La végétalisation, à la ville mais pas seulement

Si la végétalisation peut rendre nos villes et nos vies plus respirables, le sort de la planète tient en partie à la végétalisation de notre alimentation et donc de l’agriculture. Il serait grand temps de l’assumer politiquement et de préparer les esprits, sauf à miser sur l’augmentation rédhibitoire du prix du steak et sur l’hémorragie démographique des éleveurs.

[Edito] Le gouvernement a annoncé le 14 juin le lancement d’un programme et d’un fonds de 500 millions d’euros destinés à renaturer les villes par la création de canopées urbaines et la végétalisation de façades. L’annonce fait suite à la vague de chaleur aussi précoce qu’intense qui s’abat sur la France en cette mi-juin, évoluant en épisode caniculaire, dernier artefact en date du changement climatique. Avec ses surfaces bitumées, bétonnées, vitrées et densifiées, la ville est structurellement très sensible aux vagues de chaleur, lesquelles ne génèrent pas seulement de l’inconfort mais également de la surmortalité, comme l’a documenté Santé Publique France lors de la canicule de 2003.

Les émissions de GES en baisse

La vague de chaleur et le programme de renaturation urbaine coïncident avec la publication des chiffres d’émissions de gaz à effet de serre (GES) pour l’année 2021 par le Centre interprofessionnel technique d'études de la pollution atmosphérique (Citepa). Après une baisse de -9,6% en 2020, année mise sous cloche par le Covid, les émissions sont reparties à la hausse en 2021, de +6,4%. Ce qui fait dire au Cetipa que « le rebond pré-estimé pour 2021 ne revient pas au niveau d’avant-crise » et que « la tendance à la baisse des émissions se poursuit ». Un satisfecit dont le gouvernement s’est emparé, pour louer la baisse des émissions de GES de 3,8% par rapport à 2019 (pré-Covid) et de 9,6% par rapport à 2017, tout en actant la nécessité « d’intensifier l’effort en doublant le rythme de baisse des émissions de gaz à effet de serre dans les cinq prochaines années ». La France s’est en effet engagée à réduire ses émissions de gaz à effet de serre de 40% d’ici à 2030 par rapport à 1990. L’Europe a rehaussé cet objectif à 55% dans le cadre du Paquet climat « Fit for 55 ». Selon le Citepa, notre pays pointait à -23% en 2021.

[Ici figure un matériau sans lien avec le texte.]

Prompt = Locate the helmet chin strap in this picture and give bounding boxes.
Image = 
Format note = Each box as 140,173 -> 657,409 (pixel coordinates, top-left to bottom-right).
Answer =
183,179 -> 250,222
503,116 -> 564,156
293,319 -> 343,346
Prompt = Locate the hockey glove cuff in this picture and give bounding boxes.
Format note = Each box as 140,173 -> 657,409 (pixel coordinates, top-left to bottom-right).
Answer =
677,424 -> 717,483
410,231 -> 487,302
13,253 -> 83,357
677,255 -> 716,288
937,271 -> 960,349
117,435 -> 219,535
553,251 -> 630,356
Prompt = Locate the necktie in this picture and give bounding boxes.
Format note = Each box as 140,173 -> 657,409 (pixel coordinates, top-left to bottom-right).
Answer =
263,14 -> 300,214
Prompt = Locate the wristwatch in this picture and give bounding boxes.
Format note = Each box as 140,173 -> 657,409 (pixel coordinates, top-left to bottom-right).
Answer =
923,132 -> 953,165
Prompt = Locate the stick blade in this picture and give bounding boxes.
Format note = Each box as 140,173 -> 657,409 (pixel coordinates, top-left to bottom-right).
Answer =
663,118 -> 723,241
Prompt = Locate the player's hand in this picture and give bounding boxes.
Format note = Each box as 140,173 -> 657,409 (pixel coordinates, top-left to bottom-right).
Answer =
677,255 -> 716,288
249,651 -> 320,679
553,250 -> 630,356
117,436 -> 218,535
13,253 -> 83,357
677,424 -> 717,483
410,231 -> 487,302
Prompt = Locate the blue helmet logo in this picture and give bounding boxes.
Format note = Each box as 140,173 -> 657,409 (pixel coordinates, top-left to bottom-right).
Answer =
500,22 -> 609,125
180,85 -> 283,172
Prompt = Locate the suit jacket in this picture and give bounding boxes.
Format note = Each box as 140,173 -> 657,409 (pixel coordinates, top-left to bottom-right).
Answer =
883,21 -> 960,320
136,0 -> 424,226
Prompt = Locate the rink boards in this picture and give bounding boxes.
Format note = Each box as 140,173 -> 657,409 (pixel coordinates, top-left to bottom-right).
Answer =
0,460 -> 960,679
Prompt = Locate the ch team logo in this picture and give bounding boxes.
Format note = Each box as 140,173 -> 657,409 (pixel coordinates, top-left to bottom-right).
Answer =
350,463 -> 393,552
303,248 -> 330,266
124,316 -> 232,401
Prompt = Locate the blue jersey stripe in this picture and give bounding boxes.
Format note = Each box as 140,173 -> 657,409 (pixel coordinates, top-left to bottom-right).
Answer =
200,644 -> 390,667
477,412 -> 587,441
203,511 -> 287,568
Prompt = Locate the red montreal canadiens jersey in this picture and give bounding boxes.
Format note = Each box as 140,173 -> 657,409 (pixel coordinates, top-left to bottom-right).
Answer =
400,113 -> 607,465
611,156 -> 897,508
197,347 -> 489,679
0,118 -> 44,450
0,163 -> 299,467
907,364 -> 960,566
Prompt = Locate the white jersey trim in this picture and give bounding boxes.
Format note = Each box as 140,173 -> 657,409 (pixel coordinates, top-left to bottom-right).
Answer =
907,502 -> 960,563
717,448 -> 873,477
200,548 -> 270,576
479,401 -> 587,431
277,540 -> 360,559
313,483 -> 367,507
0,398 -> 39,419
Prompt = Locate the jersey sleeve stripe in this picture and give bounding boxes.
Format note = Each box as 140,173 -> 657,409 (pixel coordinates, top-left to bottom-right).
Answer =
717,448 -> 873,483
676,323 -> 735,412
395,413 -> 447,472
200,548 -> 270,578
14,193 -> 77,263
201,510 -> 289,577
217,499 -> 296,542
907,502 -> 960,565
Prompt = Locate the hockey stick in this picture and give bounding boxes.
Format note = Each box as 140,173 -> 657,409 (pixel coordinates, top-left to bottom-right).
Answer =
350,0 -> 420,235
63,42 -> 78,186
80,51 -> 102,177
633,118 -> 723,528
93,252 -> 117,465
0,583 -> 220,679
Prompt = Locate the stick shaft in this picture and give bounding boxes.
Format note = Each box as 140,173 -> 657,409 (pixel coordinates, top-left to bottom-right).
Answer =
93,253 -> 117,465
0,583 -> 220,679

Moins mais mieux : le modèle viticole

L’objectif de décarbonation assigné à l’agriculture, responsable de 19% des GES en France, dont la moitié générée par l’élevage, est inscrit dans la Stratégie nationale bas carbone (SNBC), à hauteur de -46% à l’horizon 2050. L’élevage est notamment invité à préserver les prairies permanentes, à plébisciter les légumineuses fourragères, à optimiser la conduite des troupeaux et la gestion des effluents. Mais rien sur ce consensus scientifique qui préconise de réduire le nombre d’animaux et de consommer moins de viande, en privilégiant les systèmes durables. Moins mais mieux : c’est le régime qu’ont commencé à adopter les Français, la consommation de viande refluant légèrement depuis deux ans. L’inflation pourrait avoir à cet égard un effet accélérateur. Moins mais mieux : c’est l’assemblage réalisé depuis des années par la filière viticole, au prix d’arrachages massifs et généreusement arrosés par l’UE, mais qui n’ont en rien liquidé la France viticole, premier exportateur mondial de vins et spiritueux et qui dispute à l’Italie et l’Espagne la place de premier producteur mondial de vin.

Le tabou de la réduction des cheptels

Pourquoi ne pas répliquer le modèle viticole à l’élevage ? Parce qu’en France, la réduction des cheptels est un sujet tabou, comme en atteste le non-dit de la SNBC. Ce n’est pas le cas aux Pays-Bas, petit pays en surface (1/13ème de la France) mais grand pays agricole et agroalimentaire (2ème exportateur mondial derrière les Etats-Unis). Les Pays-Bas viennent de trancher dans le vif, avec un objectif drastique de réduction de 30% de leur cheptel d’ici à 2030, assorti d’un plan d’accompagnement des éleveurs. Plutôt qu’un discours de vérité et des actes responsables, la France mise sur la décapitalisation à bas bruit du cheptel et sur l’hémorragie démographique des éleveurs, qui se débattent avec des aléas économiques et climatiques ainsi que des catastrophes sanitaires, telle l’influenza aviaire (en serrant les fesses pour que la peste porcine reste à nos frontières), le tout confinant parfois au drame humain. Comme si la nature faisait bien les choses.